Evolving synthetic sets requires calling generation/variation APIs every round, introducing additional computational costs compared to pure DP-SGD; the authors offer FixSample as a cost-saving alternative.
The focus is on "few private samples ($M < 500$) + tight budget." When $M$ is large, DP-SGD is already a strong baseline, and PE-SGD's advantage narrows; the applicable boundaries need more definition.
Evaluation focuses on next-token prediction Loss/Acc; downstream task performance (instruction following, generation quality) under the privacy-utility tradeoff is not fully explored.

vs DP-SGD: DP-SGD adds noise to $\mathbb{R}^p$ private gradients; PE-SGD projects to a low-dimensional synthetic subspace and adds noise only to $\mathbb{R}^N$ coefficients, avoiding direct updates with private gradients, thus winning in small-data, tight-budget settings.
vs PDP-SGD / GEP: These use fixed public data and truncated (top-k) subspaces.

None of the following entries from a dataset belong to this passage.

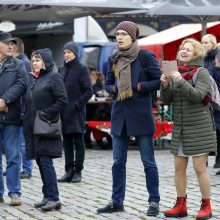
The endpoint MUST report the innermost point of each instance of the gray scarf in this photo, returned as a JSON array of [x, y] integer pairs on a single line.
[[122, 70]]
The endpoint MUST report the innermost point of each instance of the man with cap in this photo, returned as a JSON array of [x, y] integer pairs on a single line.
[[79, 91], [13, 84], [131, 115]]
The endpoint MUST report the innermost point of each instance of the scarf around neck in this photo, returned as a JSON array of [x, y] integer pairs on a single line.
[[122, 69]]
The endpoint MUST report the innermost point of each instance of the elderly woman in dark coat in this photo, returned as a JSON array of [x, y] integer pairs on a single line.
[[79, 91], [47, 94], [193, 131]]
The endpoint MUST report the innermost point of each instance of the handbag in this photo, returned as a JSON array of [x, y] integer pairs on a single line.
[[45, 126]]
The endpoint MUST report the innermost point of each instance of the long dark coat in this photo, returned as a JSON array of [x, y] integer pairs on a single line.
[[50, 96], [79, 91], [135, 112]]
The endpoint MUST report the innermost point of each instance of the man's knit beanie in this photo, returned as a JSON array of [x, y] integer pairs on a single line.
[[72, 46], [130, 27]]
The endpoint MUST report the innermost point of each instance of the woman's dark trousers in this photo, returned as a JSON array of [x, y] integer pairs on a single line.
[[49, 178], [74, 149]]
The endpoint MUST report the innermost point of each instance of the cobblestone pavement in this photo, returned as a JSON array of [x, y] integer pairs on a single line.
[[80, 200]]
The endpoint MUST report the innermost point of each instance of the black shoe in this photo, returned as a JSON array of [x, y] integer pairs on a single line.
[[218, 172], [42, 203], [111, 207], [153, 209], [25, 175], [67, 177], [51, 205], [76, 178]]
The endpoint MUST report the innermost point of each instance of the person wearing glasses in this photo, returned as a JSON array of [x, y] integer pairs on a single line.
[[131, 114]]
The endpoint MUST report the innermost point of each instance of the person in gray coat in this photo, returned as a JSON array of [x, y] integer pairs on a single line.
[[193, 131]]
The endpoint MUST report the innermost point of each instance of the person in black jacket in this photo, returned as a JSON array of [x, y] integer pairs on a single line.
[[26, 165], [13, 84], [131, 114], [46, 94], [79, 91]]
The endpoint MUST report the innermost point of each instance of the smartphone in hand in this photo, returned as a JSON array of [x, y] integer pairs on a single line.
[[166, 67], [169, 66], [173, 65]]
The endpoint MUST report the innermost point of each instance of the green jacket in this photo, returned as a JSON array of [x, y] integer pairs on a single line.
[[193, 121]]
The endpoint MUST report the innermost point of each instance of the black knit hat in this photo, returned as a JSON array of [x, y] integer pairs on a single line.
[[72, 46], [130, 27]]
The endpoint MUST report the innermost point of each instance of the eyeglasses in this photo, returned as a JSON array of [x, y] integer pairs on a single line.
[[123, 34]]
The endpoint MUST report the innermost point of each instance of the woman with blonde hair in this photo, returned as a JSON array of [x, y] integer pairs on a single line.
[[193, 131]]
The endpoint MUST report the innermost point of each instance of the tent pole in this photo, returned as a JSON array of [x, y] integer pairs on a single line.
[[204, 25]]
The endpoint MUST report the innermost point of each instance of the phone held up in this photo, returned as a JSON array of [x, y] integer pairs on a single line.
[[169, 66]]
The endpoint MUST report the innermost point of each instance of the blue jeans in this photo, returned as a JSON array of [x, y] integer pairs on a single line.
[[49, 178], [10, 140], [25, 163], [120, 147]]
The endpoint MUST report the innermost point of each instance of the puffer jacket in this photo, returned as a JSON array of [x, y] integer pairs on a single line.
[[193, 120]]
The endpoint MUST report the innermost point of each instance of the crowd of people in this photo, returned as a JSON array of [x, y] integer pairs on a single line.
[[30, 88]]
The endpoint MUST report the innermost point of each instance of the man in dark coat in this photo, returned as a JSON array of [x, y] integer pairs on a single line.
[[26, 165], [132, 114], [13, 84], [79, 91]]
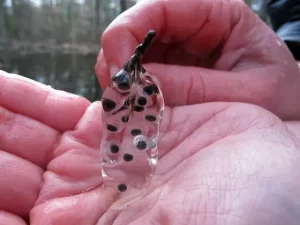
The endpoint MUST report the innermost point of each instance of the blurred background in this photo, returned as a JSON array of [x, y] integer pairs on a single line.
[[56, 42]]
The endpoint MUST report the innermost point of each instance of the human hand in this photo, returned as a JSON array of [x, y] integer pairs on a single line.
[[210, 51], [219, 163]]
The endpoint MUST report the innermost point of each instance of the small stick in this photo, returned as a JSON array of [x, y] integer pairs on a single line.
[[136, 60]]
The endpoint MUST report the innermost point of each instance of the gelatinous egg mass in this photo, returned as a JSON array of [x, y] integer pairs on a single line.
[[132, 113]]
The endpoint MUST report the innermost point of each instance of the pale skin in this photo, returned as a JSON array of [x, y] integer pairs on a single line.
[[231, 160]]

PE-SGD uses evolving, full subspaces that adapt to training without truncation loss.
vs Aug-PE / POPri: These use DP synthetic data for non-DP SFT or DPO. PE-SGD projects private gradients during training, using synthetic data for approximation rather than as training samples, proving more robust when $M=400$.

Rating¶

Novelty: ⭐⭐⭐⭐⭐ Unifies closed-form projection, synthetic subspace evolution, and noise location selection into a cohesive framework.
Experimental Thoroughness: ⭐⭐⭐⭐ Extensive ablations on three models/datasets + noise location/L/N/M/$\epsilon$, though downstream task evaluation is lighter.
Writing Quality: ⭐⭐⭐⭐ Clear motivation driven by $\ell_2$ distance, logical flow, and complete algorithms.
Value: ⭐⭐⭐⭐ Practical value for LLM fine-tuning in privacy-sensitive, data-scarce scenarios without requiring large public datasets.